For paddle mods and making I need a way to shave concave surfaces from the wood. I am sure that a curved sole plane would be a bit pricey, so I was considering gently shaping the iron from my current block plane into an arc. The result will not be as elegant as a dedicated curved-sole plane. Has anyone else tried this?



No, a Travisher!


(but the scorp gave me a starting place for a search g2d!)

Better yet,41182

Still seems pricey for a hunk of wood, a wedge, and a blade.


Curved Sole Plane
Curving the blade without curving the sole of the plane to match probably won’t work very well. You might have better luck with a spokeshave.

A better solution which I use often in the shop here at Dogpaddle Canoe Works is a curved cabinet scraper. You can grind whatever radius curve you want and they are inexpensive. Take the time to learn the proper sharpening techniques. Cabinet scrapers work wonderfully when properly sharpened.


Ahah, Dog Paddle!
Marc, your name has been mentioned here with reverence regarding custom paddles.

Yeah, I was leery of that too. I was thinking about epoxying a thin piece of wood to the sole and contouring it to match the blade’s new convex shape.

I have been using the curved blade from a cabinet scraper mounted to a curved block in the interim. Works reasonably well, but I plan on laminating a paddle blank this winter and wanted a more sophisticated tool.


try ebay
i’ve purchased various tools on ebay for a lot less than new and better quality too. my guess is that modifying your plane would make it even harder to sharpen and sharp is the name of the game. also, ditto on the rec for a spoke shave.

Like this one…

Smaller scorp
Most are for chair seat pan carving and have big radii. If you want smaller/tighter this one handed version is sort of like a big pull gouge.
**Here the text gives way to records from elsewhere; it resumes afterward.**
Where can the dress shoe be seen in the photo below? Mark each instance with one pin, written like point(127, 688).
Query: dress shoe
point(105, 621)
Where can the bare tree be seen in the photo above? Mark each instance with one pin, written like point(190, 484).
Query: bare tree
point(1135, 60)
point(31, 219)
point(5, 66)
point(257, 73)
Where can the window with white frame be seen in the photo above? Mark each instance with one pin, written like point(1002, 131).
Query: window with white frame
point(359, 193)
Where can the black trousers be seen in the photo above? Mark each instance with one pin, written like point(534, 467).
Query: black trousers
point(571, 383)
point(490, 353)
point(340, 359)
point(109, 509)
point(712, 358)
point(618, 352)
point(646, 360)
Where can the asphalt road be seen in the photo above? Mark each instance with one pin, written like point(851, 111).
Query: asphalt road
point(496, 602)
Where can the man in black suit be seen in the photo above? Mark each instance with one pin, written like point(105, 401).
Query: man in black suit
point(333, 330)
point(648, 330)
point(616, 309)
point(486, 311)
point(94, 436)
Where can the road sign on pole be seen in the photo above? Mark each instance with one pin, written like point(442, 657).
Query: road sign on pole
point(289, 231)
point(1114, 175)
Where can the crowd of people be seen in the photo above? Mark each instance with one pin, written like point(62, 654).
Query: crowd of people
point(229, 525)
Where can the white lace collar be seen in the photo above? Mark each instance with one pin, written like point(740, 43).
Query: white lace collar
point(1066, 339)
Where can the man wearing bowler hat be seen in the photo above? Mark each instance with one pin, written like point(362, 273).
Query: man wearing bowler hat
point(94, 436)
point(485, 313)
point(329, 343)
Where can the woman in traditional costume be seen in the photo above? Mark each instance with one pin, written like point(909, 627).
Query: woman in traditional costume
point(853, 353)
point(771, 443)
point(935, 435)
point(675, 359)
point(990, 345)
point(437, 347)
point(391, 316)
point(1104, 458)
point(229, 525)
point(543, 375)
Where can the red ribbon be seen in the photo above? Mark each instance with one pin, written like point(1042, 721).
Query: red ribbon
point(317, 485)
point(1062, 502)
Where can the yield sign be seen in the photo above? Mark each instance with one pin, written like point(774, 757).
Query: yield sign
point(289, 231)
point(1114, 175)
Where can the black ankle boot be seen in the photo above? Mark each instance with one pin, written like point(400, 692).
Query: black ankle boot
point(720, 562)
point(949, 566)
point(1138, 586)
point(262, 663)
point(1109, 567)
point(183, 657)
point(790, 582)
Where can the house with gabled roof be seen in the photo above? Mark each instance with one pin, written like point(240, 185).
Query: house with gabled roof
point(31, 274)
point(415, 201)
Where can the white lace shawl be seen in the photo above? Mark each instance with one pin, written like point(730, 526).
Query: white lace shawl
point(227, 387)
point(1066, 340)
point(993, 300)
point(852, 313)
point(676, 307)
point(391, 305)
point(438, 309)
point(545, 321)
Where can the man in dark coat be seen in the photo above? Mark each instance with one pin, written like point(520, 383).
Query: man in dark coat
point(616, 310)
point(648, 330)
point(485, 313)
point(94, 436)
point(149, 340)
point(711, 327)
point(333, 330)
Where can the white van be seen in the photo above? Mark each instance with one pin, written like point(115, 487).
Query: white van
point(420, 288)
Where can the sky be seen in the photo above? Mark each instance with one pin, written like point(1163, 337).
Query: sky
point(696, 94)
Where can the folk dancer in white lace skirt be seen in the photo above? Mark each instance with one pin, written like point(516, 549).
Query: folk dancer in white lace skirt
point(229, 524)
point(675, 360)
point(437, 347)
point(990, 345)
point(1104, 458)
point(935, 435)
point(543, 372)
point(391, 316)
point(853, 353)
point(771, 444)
I also got a couple Frost double edged crooked knives (162/163) on eBay waiting to be tried out…

Scraper worked great to finish hollowing out on either side of the spine on my Aleut paddle (roughed it out with a large gouge) - and to even out the hollowed area on the back of another paddle with more spooned out blades (roughed out with single handed scorp).

curved sole plane
Hi Jim,

Nick Schade’s strip kayak building book shows a standard block plane with the sole slightly ground side to side (then blade ground to fit). He suggests using this modified plane to help smooth the insides of strip kayaks before glassing.
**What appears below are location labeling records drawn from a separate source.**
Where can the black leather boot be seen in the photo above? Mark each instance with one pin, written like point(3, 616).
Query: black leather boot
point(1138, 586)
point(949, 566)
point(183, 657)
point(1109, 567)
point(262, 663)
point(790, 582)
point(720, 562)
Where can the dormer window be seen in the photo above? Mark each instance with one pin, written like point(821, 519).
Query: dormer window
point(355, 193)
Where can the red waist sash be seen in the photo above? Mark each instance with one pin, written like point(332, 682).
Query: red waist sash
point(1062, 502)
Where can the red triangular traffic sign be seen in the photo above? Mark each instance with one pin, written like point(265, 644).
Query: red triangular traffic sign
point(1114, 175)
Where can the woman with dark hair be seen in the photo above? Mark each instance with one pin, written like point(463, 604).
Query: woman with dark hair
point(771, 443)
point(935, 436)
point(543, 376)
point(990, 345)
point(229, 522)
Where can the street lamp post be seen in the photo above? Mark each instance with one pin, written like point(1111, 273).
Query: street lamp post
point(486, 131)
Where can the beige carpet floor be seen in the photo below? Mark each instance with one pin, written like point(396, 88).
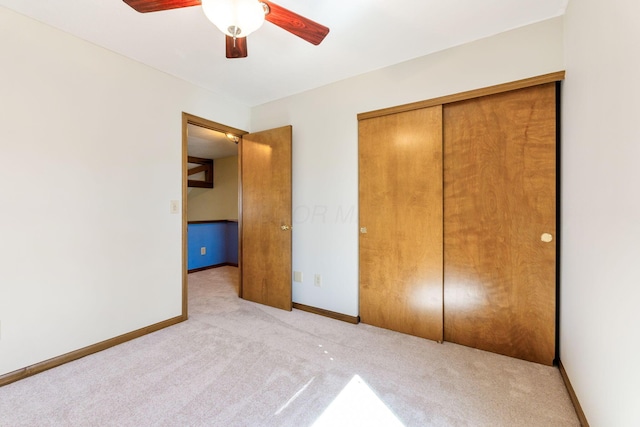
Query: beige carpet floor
point(236, 363)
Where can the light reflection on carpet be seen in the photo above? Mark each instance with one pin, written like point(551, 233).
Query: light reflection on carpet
point(357, 405)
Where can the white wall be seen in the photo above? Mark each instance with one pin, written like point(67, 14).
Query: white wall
point(90, 157)
point(325, 143)
point(221, 201)
point(600, 249)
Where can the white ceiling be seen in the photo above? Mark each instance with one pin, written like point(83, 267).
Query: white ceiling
point(364, 35)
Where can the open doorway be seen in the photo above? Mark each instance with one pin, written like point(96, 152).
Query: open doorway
point(210, 196)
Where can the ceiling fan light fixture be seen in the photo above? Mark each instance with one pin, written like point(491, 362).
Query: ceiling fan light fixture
point(235, 18)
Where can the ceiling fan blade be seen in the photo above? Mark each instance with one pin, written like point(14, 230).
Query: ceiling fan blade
point(144, 6)
point(236, 48)
point(302, 27)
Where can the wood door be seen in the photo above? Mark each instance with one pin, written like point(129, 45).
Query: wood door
point(266, 217)
point(400, 205)
point(499, 208)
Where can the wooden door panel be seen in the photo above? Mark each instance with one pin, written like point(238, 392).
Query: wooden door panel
point(400, 205)
point(499, 190)
point(266, 207)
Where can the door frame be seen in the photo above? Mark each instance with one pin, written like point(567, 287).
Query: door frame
point(188, 119)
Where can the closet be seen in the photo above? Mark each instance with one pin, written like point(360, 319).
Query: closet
point(457, 201)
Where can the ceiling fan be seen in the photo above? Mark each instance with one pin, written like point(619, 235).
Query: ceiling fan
point(238, 18)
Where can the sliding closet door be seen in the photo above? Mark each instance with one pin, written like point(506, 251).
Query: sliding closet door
point(400, 204)
point(500, 223)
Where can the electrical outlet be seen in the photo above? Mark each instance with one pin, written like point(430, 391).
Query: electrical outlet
point(174, 207)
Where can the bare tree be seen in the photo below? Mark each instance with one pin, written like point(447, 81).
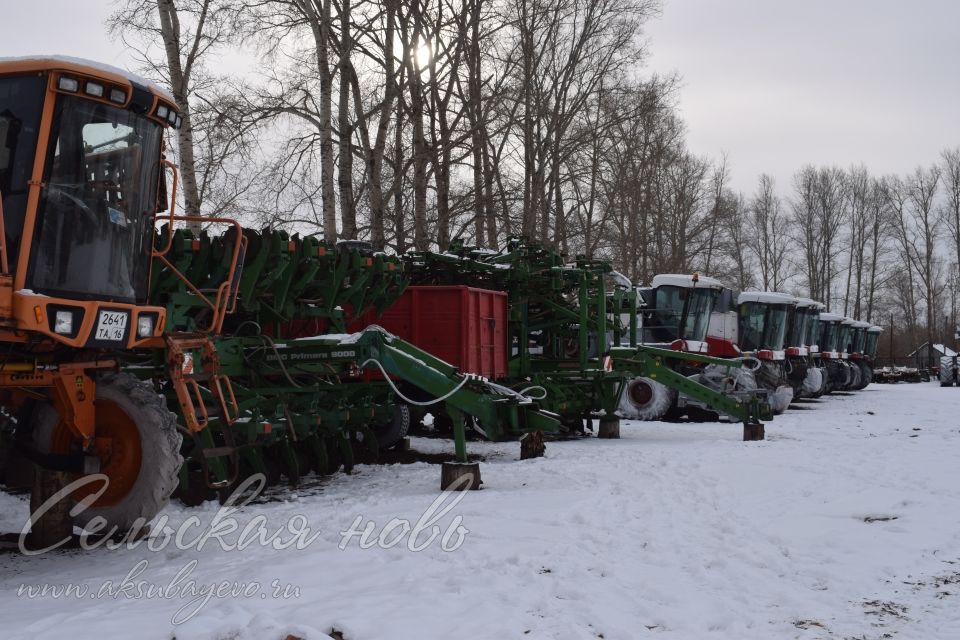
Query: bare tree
point(768, 238)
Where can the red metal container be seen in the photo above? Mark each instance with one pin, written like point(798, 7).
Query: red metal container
point(460, 325)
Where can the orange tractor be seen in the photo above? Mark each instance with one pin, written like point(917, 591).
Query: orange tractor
point(82, 181)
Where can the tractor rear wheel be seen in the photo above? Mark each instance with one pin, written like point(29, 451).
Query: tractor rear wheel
point(139, 448)
point(645, 399)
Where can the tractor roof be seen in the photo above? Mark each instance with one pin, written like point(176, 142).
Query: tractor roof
point(684, 280)
point(767, 297)
point(80, 65)
point(808, 302)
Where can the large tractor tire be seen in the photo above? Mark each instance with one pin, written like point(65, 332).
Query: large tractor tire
point(813, 383)
point(645, 399)
point(866, 375)
point(144, 451)
point(391, 433)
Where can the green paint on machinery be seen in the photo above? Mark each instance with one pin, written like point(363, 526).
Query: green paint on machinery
point(275, 386)
point(573, 329)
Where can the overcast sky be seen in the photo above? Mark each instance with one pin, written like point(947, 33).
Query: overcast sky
point(775, 84)
point(780, 84)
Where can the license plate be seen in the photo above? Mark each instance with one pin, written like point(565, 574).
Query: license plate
point(111, 325)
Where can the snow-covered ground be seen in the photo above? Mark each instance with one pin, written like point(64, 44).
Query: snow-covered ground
point(844, 523)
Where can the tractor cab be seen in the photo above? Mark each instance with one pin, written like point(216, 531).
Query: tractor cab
point(871, 339)
point(829, 335)
point(763, 321)
point(676, 310)
point(82, 180)
point(859, 339)
point(845, 338)
point(808, 312)
point(81, 177)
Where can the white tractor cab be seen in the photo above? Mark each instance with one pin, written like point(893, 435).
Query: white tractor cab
point(836, 335)
point(763, 319)
point(675, 310)
point(804, 371)
point(674, 313)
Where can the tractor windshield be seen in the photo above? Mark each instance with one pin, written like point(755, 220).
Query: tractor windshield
point(680, 313)
point(21, 103)
point(870, 344)
point(776, 326)
point(752, 316)
point(858, 338)
point(843, 338)
point(828, 336)
point(95, 217)
point(796, 334)
point(813, 328)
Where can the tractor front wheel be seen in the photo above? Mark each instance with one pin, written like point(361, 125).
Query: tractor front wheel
point(138, 444)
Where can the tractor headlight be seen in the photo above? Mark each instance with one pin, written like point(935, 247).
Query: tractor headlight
point(63, 322)
point(94, 89)
point(145, 326)
point(66, 83)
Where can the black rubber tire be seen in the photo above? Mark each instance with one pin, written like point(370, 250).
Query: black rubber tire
point(653, 404)
point(159, 443)
point(391, 433)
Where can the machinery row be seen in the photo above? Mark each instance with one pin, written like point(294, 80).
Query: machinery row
point(173, 361)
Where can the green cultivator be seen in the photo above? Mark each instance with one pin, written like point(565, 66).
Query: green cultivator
point(267, 382)
point(572, 331)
I have a cheap stanley block plane with an extra thick sole that I’m going to try this on, just haven’t got around to doing it yet.

Make a woodne one?
Concave planes are failry common in wooden boatbuilding, used to hollow out the back side of carvel planking. It is pretty easy to make one from a small block of hardwood if you are handy with a band saw and a chisel, and you can buy very nice blades from any of the highend wood working shops. I have made some very nice ones from maple.
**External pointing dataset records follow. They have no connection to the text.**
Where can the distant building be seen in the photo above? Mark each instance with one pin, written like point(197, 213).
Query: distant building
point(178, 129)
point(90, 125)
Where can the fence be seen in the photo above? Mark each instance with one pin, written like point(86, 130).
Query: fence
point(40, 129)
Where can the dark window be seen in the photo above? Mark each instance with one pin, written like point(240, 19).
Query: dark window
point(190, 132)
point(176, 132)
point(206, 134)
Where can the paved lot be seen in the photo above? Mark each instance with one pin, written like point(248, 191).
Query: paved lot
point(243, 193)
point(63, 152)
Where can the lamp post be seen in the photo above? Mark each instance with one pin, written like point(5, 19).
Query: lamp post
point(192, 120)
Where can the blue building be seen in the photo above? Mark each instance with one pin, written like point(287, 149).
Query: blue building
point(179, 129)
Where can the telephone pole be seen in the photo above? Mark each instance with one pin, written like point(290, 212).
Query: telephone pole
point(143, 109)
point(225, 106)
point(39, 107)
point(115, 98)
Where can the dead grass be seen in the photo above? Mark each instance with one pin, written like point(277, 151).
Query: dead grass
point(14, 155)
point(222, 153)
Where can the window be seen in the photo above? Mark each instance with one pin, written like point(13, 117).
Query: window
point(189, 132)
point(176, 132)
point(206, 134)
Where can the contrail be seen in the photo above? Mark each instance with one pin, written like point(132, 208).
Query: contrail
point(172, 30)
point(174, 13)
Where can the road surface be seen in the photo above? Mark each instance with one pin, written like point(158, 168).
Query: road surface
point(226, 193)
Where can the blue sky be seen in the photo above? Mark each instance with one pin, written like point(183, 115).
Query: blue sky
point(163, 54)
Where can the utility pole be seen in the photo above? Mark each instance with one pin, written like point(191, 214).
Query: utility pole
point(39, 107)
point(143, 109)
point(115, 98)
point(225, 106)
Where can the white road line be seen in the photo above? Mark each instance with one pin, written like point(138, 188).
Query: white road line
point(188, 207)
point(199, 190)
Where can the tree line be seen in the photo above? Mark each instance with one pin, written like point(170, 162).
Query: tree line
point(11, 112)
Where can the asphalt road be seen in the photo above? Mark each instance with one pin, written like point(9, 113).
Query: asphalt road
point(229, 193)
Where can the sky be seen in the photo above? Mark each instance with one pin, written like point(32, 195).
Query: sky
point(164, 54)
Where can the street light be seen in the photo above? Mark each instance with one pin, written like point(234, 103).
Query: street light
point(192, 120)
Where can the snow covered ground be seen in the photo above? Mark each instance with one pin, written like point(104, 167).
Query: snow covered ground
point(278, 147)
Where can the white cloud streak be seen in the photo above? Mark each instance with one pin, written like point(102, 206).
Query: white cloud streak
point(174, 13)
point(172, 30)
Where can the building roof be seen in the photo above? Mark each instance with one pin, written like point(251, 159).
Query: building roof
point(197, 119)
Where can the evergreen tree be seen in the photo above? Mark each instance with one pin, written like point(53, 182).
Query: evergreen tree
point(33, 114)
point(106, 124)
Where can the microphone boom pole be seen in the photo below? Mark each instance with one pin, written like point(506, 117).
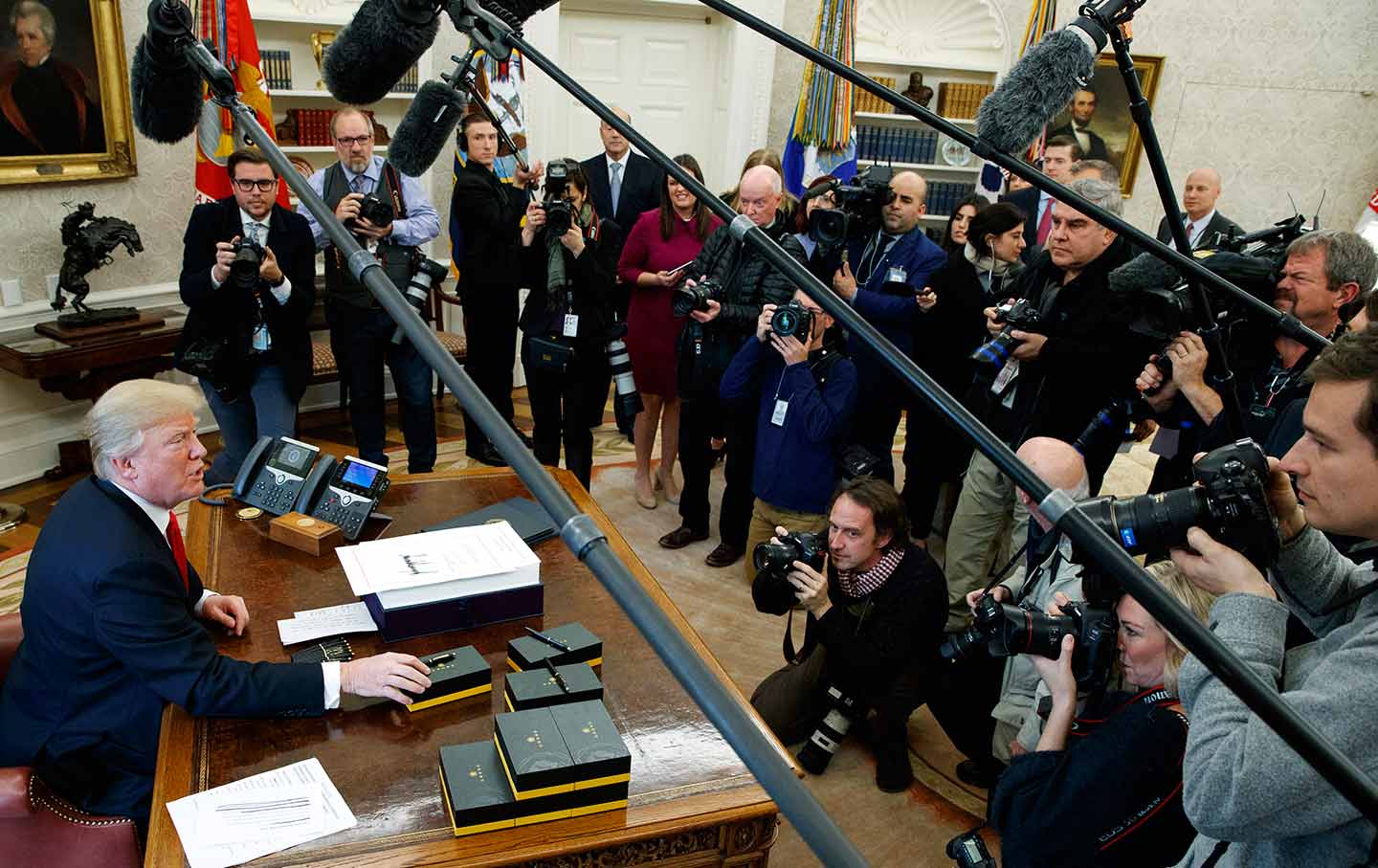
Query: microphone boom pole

There is a plane that has an adjustable curve (I think it is called a banjo plane) which I have seen in some old-timers tool kits, but have never tried one personally.

The scraper idea is a good one, just a bit slower if you wnat to remove lots of wood. As for the spoke shave, my flat soled one is a workhorse, but my curved sole one has never worked wel for me. May be operator error!

Try as I might
to forsee all the difficulties in a project, I had not considered the difficulty of sharpening the curved blade. Doh! A visit to the Lee Valley site and a read of the methods for sharpening the curved sole plane (a sweet looking tool, BTW) has convinced me that the scraper remains the way to go. I might modify a rectangular cabinet scraper and make a clamp/handle for it.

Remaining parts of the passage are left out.